The Old Quarter was originally arranged with each street selling one category of goods. The street names used to reflect the goods sold. Most of the streets start with “Hang” which means merchandise or shop. Along the Hang Ma (“Ma” refers to paper”) for example, you can find paper decorations, such as paper flowers and lanterns and paper offerings. This area is often called the 36 Pho or 36 Old Streets. This is believed to have originated from the 15th century when there may have been 36 guilds. Today – a few of the streets still retain their ancient trades such as Hang Ma.
You will probably observe some of the street vendors carrying their wares on trays/baskets hanged to long wooden poles balanced on their shoulders. Not sure whether I described that correctly, but the picture speaks for itself. See below. Those things looked seriously heavy, especially for the young girl in the picture. These hard-working folks sell everything from fruits and vegetables to ready to eat hot meals.
Here you can also see the tube houses – houses back then were built long and narrow – the front of the house was where goods were produced/sold, followed by a small open courtyard and living space at the rear. I read somewhere that the reason for the narrow houses is because shops were taxed by the width of the frontage of the market – not sure whether that’s true.

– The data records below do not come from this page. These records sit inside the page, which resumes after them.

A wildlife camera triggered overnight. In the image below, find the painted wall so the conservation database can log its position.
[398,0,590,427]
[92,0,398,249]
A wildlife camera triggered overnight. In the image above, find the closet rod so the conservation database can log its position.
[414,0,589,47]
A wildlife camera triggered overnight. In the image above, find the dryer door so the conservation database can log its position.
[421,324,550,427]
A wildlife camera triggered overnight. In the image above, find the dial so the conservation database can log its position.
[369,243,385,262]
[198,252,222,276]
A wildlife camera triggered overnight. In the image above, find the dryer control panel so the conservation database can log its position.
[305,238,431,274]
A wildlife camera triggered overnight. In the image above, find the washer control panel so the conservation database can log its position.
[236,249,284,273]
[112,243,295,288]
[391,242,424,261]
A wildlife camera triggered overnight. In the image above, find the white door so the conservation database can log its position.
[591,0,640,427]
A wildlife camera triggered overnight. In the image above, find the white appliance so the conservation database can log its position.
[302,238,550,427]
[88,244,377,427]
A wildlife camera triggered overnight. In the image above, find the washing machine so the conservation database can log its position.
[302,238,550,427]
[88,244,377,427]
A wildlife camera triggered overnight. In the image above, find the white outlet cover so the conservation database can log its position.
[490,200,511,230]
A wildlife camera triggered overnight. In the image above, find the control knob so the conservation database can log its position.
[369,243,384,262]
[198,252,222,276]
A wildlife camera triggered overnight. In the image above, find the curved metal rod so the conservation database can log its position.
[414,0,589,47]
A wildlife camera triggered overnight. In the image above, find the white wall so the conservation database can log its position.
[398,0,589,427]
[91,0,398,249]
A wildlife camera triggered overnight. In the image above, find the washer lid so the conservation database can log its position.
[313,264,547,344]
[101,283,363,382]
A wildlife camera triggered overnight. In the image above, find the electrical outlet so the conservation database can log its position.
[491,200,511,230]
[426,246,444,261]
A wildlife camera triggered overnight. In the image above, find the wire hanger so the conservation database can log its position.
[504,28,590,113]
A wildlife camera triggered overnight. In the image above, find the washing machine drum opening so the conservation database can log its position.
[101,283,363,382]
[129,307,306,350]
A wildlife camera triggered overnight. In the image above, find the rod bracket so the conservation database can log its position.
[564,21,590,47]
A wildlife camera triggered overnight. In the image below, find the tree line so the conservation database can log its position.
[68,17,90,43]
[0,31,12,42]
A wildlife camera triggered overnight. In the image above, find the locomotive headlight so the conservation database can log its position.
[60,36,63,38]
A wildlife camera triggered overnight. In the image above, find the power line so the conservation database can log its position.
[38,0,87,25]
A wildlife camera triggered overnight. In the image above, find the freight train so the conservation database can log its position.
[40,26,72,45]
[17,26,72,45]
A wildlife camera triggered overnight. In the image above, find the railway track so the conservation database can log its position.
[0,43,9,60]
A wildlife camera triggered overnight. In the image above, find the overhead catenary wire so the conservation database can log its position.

I didn’t plan on doing much shopping on this trip – but I did browse around some of the art galleries and silk stores. There are a number of silk stores on Hang Bong (Cotton) and Hang Gai (Silk) streets. Too many in fact, I couldn’t make up my mind – in the end I didn’t get any (sigh)…Partly was because I wasn’t sure I was getting a good price – back home in Malaysia silk prices are quite reasonable too…
Too Short a Trip...
So, I was working in Hanoi and could only afford the weekend sightseeing. What I would have loved to also do is a day trip (at least to Halong Bay). Oh well – maybe next time. But I did enjoy spending time in the city – people here are friendly – from the people at the hotel to people you meet on the streets. Even colleagues at the office who I just met for the first time that week are great – they introduced me to some interesting food in Hanoi. Hanoi is a beautiful place to visit – highly recommended for all types of travellers.